Even cheap and cheerful rides are becoming more sophisticated. On Thursday Xpeng shared plans for its new sub-brand, Mona, short for Made of New AI. The aim is to disrupt the mass market by offering cars equipped with self-developed smart-driving tech, on which the $7.7 billion outfit run by He Xiaopeng has built its reputation, for less than 150,000 yuan (around $20,000).

Many of the 700 exhibitors displayed digital flourishes. Geely's Zeekr 001 can call out warnings to pedestrians - and give them a flashing thumbs up. Premium Polestar showcased smartphones that share an operating system with its cars; at the other end of the market, Dongfeng's $9,600 Nammi flaunted phone-controlled locks. Around the hall, cockpits boasted double or triple screens as standard.


The country's tech juggernauts and startups are turbo-charging the trend. On the eve of the show, Huawei launched a new intelligent driving software brand, hailing 2024 as the first year for "mass commercialisation of smart driving". The company, whose auto unit more than doubled its sales last year to 4.7 billion yuan, says some half a million cars will be using its systems by the end of this year.

Chinese brands already hold nearly 80% of the domestic market for new energy vehicles, according to a presentation from state-backed automaker Changan Automobile on Wednesday. A rapid push into smart driving and other novelties gives them an edge that could extend this lead.


However, overseas rivals are forging local partnerships to avoid being left behind a second time.
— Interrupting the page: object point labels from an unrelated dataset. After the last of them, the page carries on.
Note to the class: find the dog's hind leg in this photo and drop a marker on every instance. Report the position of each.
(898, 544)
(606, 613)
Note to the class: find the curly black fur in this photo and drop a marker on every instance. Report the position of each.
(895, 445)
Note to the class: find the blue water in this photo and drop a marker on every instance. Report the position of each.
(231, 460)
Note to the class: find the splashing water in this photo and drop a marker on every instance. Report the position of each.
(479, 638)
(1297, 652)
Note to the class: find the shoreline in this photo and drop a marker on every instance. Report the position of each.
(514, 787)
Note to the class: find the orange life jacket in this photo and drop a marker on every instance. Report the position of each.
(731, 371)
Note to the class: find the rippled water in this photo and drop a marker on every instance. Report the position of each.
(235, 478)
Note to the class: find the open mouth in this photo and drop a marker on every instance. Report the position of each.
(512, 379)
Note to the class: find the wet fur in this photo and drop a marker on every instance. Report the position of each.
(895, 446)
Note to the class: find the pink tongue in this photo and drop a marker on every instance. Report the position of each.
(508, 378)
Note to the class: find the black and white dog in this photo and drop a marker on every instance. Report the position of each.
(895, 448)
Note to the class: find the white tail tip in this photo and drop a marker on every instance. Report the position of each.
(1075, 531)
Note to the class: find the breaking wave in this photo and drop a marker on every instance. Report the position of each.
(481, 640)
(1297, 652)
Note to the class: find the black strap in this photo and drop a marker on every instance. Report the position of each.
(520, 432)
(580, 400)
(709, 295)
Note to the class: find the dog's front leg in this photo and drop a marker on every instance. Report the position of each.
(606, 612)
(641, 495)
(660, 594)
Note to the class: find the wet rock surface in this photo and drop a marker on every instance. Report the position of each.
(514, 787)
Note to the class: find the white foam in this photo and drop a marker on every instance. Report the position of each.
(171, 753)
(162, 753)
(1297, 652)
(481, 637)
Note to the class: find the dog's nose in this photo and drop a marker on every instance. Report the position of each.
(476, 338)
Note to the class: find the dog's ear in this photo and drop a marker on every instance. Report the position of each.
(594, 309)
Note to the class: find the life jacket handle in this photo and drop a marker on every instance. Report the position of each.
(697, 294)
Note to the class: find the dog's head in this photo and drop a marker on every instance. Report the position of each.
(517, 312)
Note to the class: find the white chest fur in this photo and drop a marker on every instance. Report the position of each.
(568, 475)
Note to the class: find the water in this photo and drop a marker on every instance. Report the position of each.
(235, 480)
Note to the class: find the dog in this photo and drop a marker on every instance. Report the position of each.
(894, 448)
News of its deal with Baidu sent Tesla's stock up 15% on Monday. Japan's Toyota Motor and Nissan Motor announced cooperation with China's Tencent and Baidu, respectively. Volkswagen also touted a new intelligent driving system developed together with Xpeng. The collaboration has already helped speed up the development of new models by as much as 30%, the German company says.

Such new cross-border alliances will give domestic marques a run for their money - and drive China's car wars into an intense new battle.